As a smart politician, she will know she would gain thousands upon
thousands of badly needed votes with the election only five weeks away.
Including mine.
And Sir Michael Hardie Boys should exercise his vice-regal
prerogative to pardon Peter before he is pushed out of jail in February.
The five judges of the Appeal Court got it wrong when they denied
Peter his appeal against his transparently unjust conviction for crimes that
were never committed. Their error was expected, almost inevitable, but it will
be marked down as an almighty blunder for all that.
The judges had good grounds for ordering a retrial. Sir Michael,
an eminent jurist, had taken the unusual step of sending the case back for a
second appeal, on five grounds which he considered sufficient. Even the
rancorous old Christchurch High Court trial judge, now hopefully expiating his
sins in the hereafter in some pit invented by his church, probably has won a
few centuries' remission because he admitted to his intimates shortly before he
died that he was troubled by second
thoughts about the wisdom of the way lie conducted himself.
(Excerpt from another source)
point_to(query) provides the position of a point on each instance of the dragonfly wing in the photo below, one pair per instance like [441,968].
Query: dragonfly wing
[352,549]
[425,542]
Those children were never tortured and hung up in cages, as was
testified. They never had sticks shoved into their rectums and penises, as was
testified. They didn't kill babies, especially Jesus, as was testified. They
were never made to stand in a circle of adults, being kicked by men with
guitars and by creche workers who lifted up their dresses and performed
"all sorts of interesting tricks with their vaginas", as was testified.
They went into the record, though, in the transcripts of the
videotapes which the judge refused to let the defence show to the jury on the
ground that Peter hadn't been charged with doing those things. Of course he
wasn't charged with doing those things. The Crown Law Office showed good sense
in not charging him with killing Jesus.
But those accusations, straight out of children's nightmares, were
inextricably involved with the things Peter was charged with doing. A central
plank of his appeal was the fact that the judge withheld them from the jury. I
have read the transcripts, so I am in a privileged position from which to
condemn the travesty.
The children were aggressively interrogated by their parents,
social workers and crusading interviewers, pelted with leading questions and
manoeuvred into telling tales that grew in gruesome detail with every sentence.
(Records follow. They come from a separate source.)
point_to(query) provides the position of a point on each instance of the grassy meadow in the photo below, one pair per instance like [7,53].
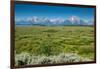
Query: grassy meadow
[53,44]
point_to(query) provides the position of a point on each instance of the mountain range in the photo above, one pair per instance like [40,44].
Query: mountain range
[44,21]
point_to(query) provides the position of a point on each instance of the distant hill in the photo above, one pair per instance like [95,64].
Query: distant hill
[73,20]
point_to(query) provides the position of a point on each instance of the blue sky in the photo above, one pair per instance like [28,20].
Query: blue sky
[29,10]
Then they were exploited for reasons of religion, political correctness and
downright greed for the buckets of money pushed at them by Accident
Compensation Corporation workers.
If it hadn't been Peter Ellis it would have been some other
innocent in the wrong place at the wrong time, given the broad witch-hunting
streak that shames the decent majority of the people of Christchurch. The
city's zealots had been out in force before, don't forget - riding the storms
of their own creation in previous cases of falsely recovered memory of child sex
abuse.
The five judges considered they had to stay within the confines of
justice, that mythical figure wearing a blindfold and holding the scales. But
when the law has shown itself to be fallible, when its blinkered pursuit by
foaming-at-the-mouth zealots, dim-witted parents, man-hating social workers and
a religiously prejudiced old trial judge have created a miscarriage of justice,
it is time to shoulder it aside and let reason have its turn.
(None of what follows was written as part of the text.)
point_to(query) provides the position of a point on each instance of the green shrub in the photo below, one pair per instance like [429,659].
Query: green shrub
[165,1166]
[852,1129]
The five judges have said, in effect, that the law is infallible.
They say the conviction of Peter Ellis cannot be faulted because the strict
legal steps have been taken. They say theirs is a legal forum, not a forum of
common sense. The place for common sense to be invoked, they say, is a
commission of inquiry. The implication is that a commission of inquiry might
delve into things they must not look at, ponder thoughts they must judicially
refrain from thinking. And consider the situation the way every sensible person
in New Zealand is considering it.
A commission of inquiry might concern itself with the fact that no
child ever went home stinking of urine after being subjected to "golden
showers", a practice the five judges pointed out Peter had mentioned
during one of his irresponsible bids to shock his colleagues in lunch-room
conversations.
Such an inquiry might also delve into the fact that this urinating
over children is supposed to have gone on in toilets that have no doors and are
in full view of everyone walking or running around in a busy creche.
I have been there, and I know. I also know what any child would do
if anyone peed over her. Or him.
There would have been no stopping the loud yells of protest, the
tears, the rushing off to tell the world what had happened.